+−Qu’est-ce qui est testé, exactement ?
La matrice des presets, intégralement : la CI génère un projet par preset, exige zéro occurrence de l’ancien nom, puis lance install, typecheck, tests unitaires et e2e. Plus all-on, all-off, et chaque feature désactivée isolément par-dessus le preset SaaS. Quatorze features booléennes font 16 384 combinaisons, et la CI ne teste pas 16 384 projets : les combinaisons hors de cette matrice sont autorisées et non testées — et le CLI le dit, en une ligne, sans drame. Un boilerplate qui promet des garanties qu’il ne vérifie pas est pire qu’un qui annonce la limite.
+−Et si je ne veux pas de multi-tenancy ?
--no-multi-tenant le cache, il ne l’arrache pas. Le projet naît avec un tenant fixe créé par le seed, le scope toujours ouvert sur lui, et le sélecteur d’entreprise, le panneau /platform et le SUPERADMIN hors de l’interface. Row Level Security reste, et reste prouvé par tenant-isolation.e2e-spec.ts ; le coût est une colonne indexée et un prédicat que Postgres résout en constante. L’arracher voudrait dire maintenir deux versions de tout l’accès aux données — et la version sans RLS est précisément celle qu’on ne peut pas prouver sûre.
+−Puis-je mettre à jour plus tard ?
Le projet généré est le vôtre, pas une dépendance : aucun pnpm update n’y fera entrer des nouveautés de DontPanic, et c’est volontaire — vous allez éditer ce code dès le premier jour. Ce que vous avez, c’est la reproductibilité : la même recette sur la même version du template génère le même projet aujourd’hui et dans deux ans, donc vous pouvez régénérer et comparer les diffs quand vous voulez adopter quelque chose de l’upstream.
+−Et la licence ?
MIT, sur le générateur et sur le template. Ce qui sort du npx est à vous : pas d’attribution obligatoire, pas de royalties, pas de clause qui change de valeur si votre produit grandit. Vous pouvez fermer le code de ce que vous générez.

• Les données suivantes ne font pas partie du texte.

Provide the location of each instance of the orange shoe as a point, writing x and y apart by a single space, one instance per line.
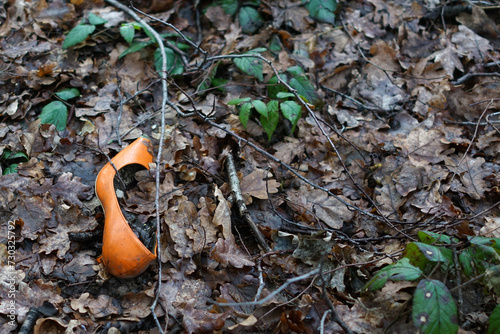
123 254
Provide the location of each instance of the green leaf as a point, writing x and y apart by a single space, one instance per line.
494 321
465 260
219 83
273 89
275 44
270 123
127 31
272 107
434 310
11 169
251 66
421 254
55 113
67 93
322 10
245 112
305 89
399 271
491 242
250 20
432 238
295 71
136 46
492 278
229 6
96 20
284 95
174 62
10 156
238 101
260 107
78 34
291 111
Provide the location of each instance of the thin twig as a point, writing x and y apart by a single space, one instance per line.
335 315
468 76
275 292
120 109
234 182
163 75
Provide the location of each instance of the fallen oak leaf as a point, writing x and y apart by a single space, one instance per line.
226 252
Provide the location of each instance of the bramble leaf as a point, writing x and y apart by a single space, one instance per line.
78 34
270 122
434 310
260 107
229 6
55 113
96 20
174 63
250 20
251 66
291 111
238 101
127 31
67 93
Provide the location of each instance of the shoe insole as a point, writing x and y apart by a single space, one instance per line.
124 181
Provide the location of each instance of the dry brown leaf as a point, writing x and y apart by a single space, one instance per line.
226 252
472 172
256 185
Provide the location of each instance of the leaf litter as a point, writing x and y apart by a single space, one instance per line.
410 105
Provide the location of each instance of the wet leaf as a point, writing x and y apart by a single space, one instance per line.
226 252
322 10
399 271
78 34
434 310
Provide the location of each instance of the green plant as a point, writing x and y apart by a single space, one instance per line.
322 10
269 113
56 112
280 98
434 309
80 33
9 161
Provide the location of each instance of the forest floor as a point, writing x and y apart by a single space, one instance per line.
377 147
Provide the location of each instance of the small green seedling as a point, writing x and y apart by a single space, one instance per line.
269 113
56 112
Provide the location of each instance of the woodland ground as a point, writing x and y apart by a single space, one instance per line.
401 136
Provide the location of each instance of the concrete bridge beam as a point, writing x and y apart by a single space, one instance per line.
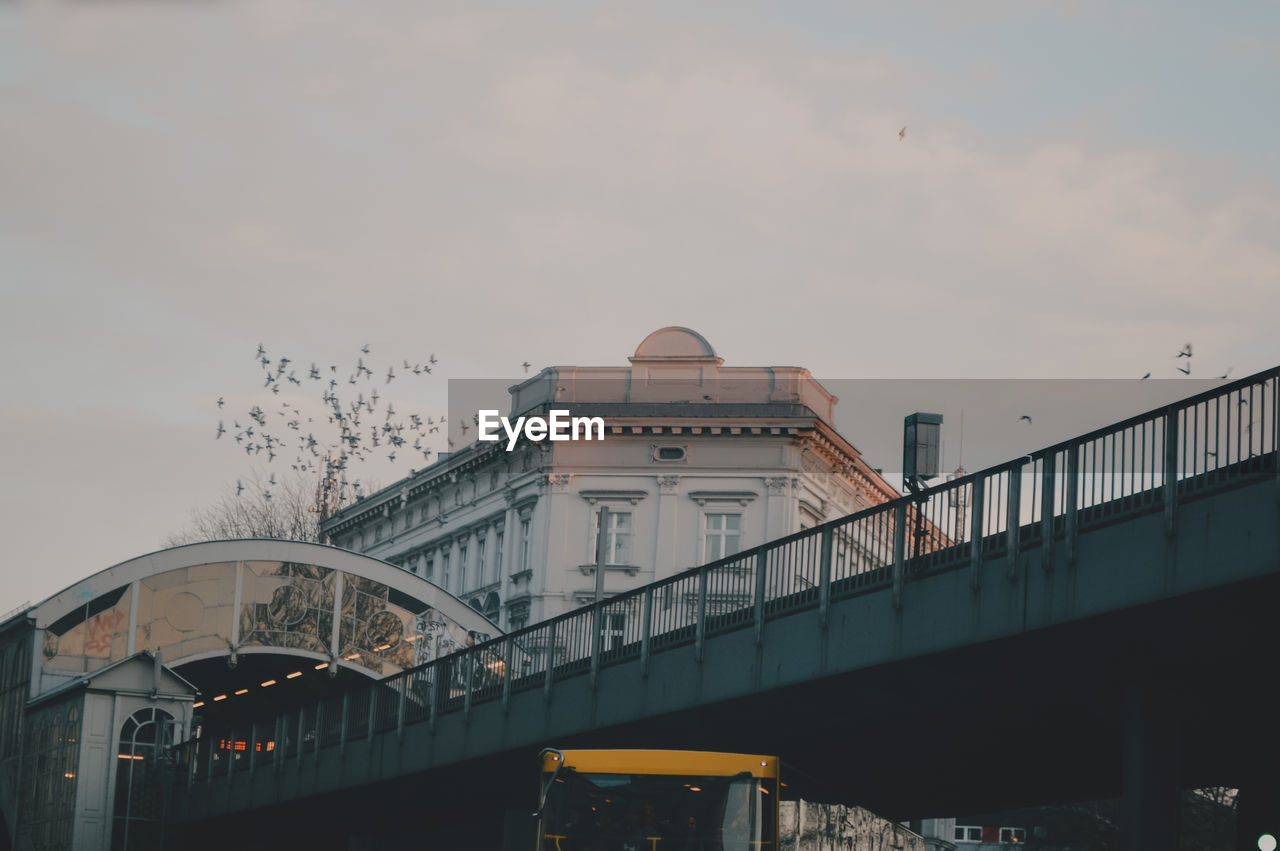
1151 768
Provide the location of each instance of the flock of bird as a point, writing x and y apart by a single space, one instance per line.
359 428
1185 367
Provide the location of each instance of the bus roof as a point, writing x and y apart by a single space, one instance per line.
663 762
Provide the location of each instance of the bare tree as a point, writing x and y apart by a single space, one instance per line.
286 507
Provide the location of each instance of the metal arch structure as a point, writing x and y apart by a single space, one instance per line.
233 598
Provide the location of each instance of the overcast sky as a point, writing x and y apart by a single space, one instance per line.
1082 190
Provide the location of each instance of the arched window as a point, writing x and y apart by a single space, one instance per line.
140 773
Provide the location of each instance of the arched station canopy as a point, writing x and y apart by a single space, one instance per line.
238 598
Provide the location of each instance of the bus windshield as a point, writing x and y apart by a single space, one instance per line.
658 813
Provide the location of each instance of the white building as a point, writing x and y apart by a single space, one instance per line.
699 461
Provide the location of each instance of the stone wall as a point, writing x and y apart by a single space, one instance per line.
832 827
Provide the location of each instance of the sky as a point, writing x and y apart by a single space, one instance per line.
1082 190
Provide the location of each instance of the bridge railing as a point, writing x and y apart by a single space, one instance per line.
1142 465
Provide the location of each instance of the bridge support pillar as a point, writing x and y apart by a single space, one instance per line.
1151 769
1257 813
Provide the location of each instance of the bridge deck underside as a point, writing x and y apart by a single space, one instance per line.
960 700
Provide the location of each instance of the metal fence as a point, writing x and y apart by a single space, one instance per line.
1146 463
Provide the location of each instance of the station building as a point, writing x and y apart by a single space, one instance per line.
97 681
699 461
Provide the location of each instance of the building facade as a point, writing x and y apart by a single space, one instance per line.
698 461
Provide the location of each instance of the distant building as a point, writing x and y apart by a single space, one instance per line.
699 461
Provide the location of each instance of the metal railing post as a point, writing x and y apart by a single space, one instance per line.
760 567
467 680
899 550
597 639
508 655
700 625
645 631
1047 493
1070 498
976 532
824 576
342 726
402 701
439 672
551 659
1170 467
1014 517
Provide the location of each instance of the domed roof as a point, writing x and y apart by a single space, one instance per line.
675 342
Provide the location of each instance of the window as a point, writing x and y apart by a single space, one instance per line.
138 779
617 541
722 535
524 544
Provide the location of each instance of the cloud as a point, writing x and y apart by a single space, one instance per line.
506 184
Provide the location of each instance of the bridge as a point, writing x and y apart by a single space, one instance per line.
1091 620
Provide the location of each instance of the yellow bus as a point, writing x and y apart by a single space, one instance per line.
657 800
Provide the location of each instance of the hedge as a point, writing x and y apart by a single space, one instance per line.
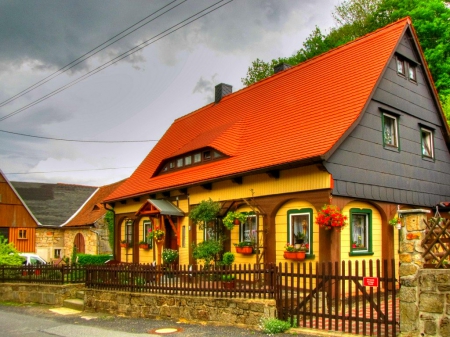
92 259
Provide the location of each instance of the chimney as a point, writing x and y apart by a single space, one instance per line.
281 67
222 90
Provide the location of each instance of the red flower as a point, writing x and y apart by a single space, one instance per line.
330 216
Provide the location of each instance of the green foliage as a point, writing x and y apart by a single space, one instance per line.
228 220
227 258
169 255
356 18
206 250
73 258
446 108
84 259
273 326
8 254
205 212
109 218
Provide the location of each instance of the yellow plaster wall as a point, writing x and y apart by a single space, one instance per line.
293 180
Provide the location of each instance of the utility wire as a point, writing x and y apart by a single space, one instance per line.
103 169
82 58
120 57
81 141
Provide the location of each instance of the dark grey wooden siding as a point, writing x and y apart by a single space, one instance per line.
363 168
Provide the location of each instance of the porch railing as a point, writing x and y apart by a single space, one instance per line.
49 274
241 281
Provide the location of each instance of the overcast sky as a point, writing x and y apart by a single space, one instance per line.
136 98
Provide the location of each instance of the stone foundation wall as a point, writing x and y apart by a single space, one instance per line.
38 293
245 312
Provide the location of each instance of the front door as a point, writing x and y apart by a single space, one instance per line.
78 242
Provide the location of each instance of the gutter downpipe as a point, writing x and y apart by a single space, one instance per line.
114 227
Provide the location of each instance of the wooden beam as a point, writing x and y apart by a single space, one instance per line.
237 180
274 174
207 186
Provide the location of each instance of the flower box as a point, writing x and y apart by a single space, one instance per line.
297 256
246 250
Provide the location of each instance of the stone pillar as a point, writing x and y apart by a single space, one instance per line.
411 262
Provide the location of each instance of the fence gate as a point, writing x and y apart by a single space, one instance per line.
358 297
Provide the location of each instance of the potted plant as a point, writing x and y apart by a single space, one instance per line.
396 221
206 251
329 217
157 234
233 218
244 247
204 213
291 253
125 244
228 279
299 238
143 244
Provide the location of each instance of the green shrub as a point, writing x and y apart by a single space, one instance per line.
272 326
84 259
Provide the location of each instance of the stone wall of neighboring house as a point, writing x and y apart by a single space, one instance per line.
48 240
226 311
424 293
38 293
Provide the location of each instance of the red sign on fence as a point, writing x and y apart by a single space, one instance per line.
370 281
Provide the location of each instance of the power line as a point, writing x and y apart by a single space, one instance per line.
118 58
81 141
102 169
83 58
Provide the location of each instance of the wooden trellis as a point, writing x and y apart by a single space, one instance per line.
437 243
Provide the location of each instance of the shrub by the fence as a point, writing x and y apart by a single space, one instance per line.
84 259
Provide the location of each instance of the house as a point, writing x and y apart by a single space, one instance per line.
359 127
17 223
69 216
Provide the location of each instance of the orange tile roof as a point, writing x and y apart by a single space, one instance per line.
293 116
93 210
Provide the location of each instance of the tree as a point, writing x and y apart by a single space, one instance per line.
8 254
355 18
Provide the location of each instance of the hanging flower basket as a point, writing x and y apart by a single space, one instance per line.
244 250
330 217
297 256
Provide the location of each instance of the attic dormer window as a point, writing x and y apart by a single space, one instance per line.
189 159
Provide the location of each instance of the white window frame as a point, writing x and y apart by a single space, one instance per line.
427 137
392 141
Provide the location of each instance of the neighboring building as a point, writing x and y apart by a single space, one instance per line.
359 126
69 216
17 223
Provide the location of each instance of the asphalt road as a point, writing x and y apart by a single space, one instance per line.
38 321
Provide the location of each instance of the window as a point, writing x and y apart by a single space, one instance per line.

+−Ai-je besoin de Docker ?
Pour lancer la suite de tests, non : les adapters memory, console et local existent justement pour tourner sans rien d’autre. Pour développer sérieusement il vous faut un Postgres — et le docker compose du projet monte Postgres, Redis, MinIO et Mailpit sur des ports qui n’entreront pas en collision avec les vôtres. Si vous avez déjà ces services, pointez le .env dessus et générez avec --no-docker.
+−Est-ce que ça marche avec Claude Code, Cursor et compagnie ?
Le projet généré embarque un CLAUDE.md taillé aux features que vous avez choisies — seulement les sections qui existent dans votre code. C’est là que vivent les décisions de sécurité, chacune avec sa raison, dans la forme qu’un agent lit avant d’écrire. L’effet de bord est probablement ce qui vous a amené ici : le contexte part dans votre produit au lieu de redécouvrir comment on fait la rotation des refresh tokens.